Failure to access the list of forms of a project using the ACC API with a two-legged OAuth token is expected behavior, according to how Autodesk authentication system was designed. HTTP 401 “Unauthorized” error with the “Authorization failed” message indicates that the token does not have the necessary permissions to access this specific resource. Although the two-legged token works correctly in other ACC APIs, the Forms API has a different requirement: it needs a three-legged token, as forms-related operations are directly linked to permissions and the context of a user within the project.

Two-legged token represents only the application and not a specific user, which limits access to features that require user-level authentication. On the other hand, the three-legged token is obtained by explicit authorization from an end-user and allows the application to act on behalf of this user, respecting the permissions defined in the ACC project. Therefore, even if the two-legged token works well for endpoints dealing with more generic data, it is not enough to access information that requires connection with a human user's account, such as forms.

Unfortunately, so far, Autodesk has not announced support for two-legged tokens in the Forms API. This limitation is related to the Autodesk Construction Cloud security architecture, which prioritizes the traceability and individual responsibility of each action within a project. As forms usually involve compliance, security, inspections, or field records, it makes sense that access to them depends on an authenticated user context.

For integrations that cannot use three-legged tokens, this restriction really imposes a challenge. In many cases, the only viable alternative is to re-evaluate the authentication flow using a service user or a dedicated account to carry out the initial authorization and, from that, store and renew the three-legged token in a controlled manner. Although this requires more complexity in the integration process, it is currently the only compatible way to access the Forms API.

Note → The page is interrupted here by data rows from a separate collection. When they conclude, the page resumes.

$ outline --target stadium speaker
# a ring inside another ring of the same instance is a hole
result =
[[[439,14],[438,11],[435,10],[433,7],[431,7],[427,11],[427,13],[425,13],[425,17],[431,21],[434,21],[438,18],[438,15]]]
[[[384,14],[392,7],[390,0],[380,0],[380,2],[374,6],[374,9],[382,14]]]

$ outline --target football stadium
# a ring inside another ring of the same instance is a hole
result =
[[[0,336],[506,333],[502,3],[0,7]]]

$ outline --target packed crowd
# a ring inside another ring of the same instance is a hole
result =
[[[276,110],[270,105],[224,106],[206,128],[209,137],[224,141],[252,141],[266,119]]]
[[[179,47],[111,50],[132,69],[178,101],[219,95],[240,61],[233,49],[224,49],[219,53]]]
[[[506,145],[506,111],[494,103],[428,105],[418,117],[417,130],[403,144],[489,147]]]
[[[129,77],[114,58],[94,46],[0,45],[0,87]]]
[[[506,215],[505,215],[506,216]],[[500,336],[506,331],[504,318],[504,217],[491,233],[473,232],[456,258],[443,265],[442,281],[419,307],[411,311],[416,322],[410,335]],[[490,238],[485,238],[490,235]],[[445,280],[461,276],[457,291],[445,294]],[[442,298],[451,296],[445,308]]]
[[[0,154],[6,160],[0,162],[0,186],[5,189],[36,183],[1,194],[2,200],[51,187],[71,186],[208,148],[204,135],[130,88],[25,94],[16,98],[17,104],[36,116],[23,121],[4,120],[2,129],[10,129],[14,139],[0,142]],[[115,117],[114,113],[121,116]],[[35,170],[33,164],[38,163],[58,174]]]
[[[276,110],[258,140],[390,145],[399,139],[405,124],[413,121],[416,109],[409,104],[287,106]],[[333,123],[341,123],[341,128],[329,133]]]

For now, there is no official prediction of when — or if — Autodesk intends to allow the use of two-legged tokens in this API. The most recommended is to monitor updates of official documentation and APS forums (Autodesk Platform Services), where ads and support changes are usually published. This is a limitation widely recognized by the community, and several development teams have already requested Autodesk to reassess this policy, especially for automation cases without direct user interaction.

In short, the 401 error is not related to a technical problem in authentication, but to a deliberate limitation of API design. The Forms API requires a three-legged token to ensure the association of actions with an authenticated user, and so far there is no support or forecast for the implementation of two-legged tokens for this endpoint.